C’è un motivo alla base di questa celerità, la decisione, presa con l’accordo del 2009 sull’assetto della contrattazione, di applicare le nuove disposizioni contrattuali, in particolare gli aumenti salariali, non dal momento in cui si raggiunge l’accordo, ma da quello in cui è scaduto il vecchio contratto. Prima che si stipulasse questo accordo, le trattative andavano avanti sempre lentamente, perché almeno una parte, quella datoriale, non aveva poi questa gran fretta di concludere un accordo e dover di conseguenza applicare gli aumenti. C’era sempre negli accordi di rinnovo un riferimento salariale a copertura del tempo passato dopo la scadenza, ma era sempre un’una tantum, per definizione quantitativamente minore dell’aumento contrattuale.
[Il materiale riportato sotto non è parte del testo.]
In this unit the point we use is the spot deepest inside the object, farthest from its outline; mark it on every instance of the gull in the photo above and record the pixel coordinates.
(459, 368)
Anche quando fu deciso di applicare comunque un aumento dopo i primi tre mesi dalla scadenza del contratto, l’entità di questi aumenti era sempre molto relativa.
Ma anche l’indicazione dei 32 mesi necessari per rinnovare un contratto non è corretta. II riferimento infatti, che potrebbe anche sfuggire a quella lettura distratta di cui si faceva cenno, è non a tutti i contratti, ma solo a quelli scaduti e non rinnovati. Ossia, l’Istat ci informa che, al momento della rilevazione effettuata, la media di attesa dei contratti scaduti era di 32 mesi. Sembrerebbero molti 32 mesi, quasi tre anni, se non si tenesse conto di quelle circostanze di cui si parlava, il blocco della contrattazione nel pubblico impiego per una legge del 2010 e la paralisi di almeno due dei contratti dei servizi, quello della vigilanza privata e quello degli autoferrotranvieri fermi da anni, vertenze incrostate che non si riesce a sbloccare.
Tanto si è voluto precisare, perché è vero che i sindacati sono lenti e a volte frenano invece di accelerare le novità, ma non per la contrattazione, che è svolta invece assai celermente. Poi si può discutere dei contenuti degli accordi, quali sono davvero innovativi, quali invece percorrono strade vecchie senza capacità di cambiare, di provare la diversità. Ma almeno sui tempi sia dato loro onore.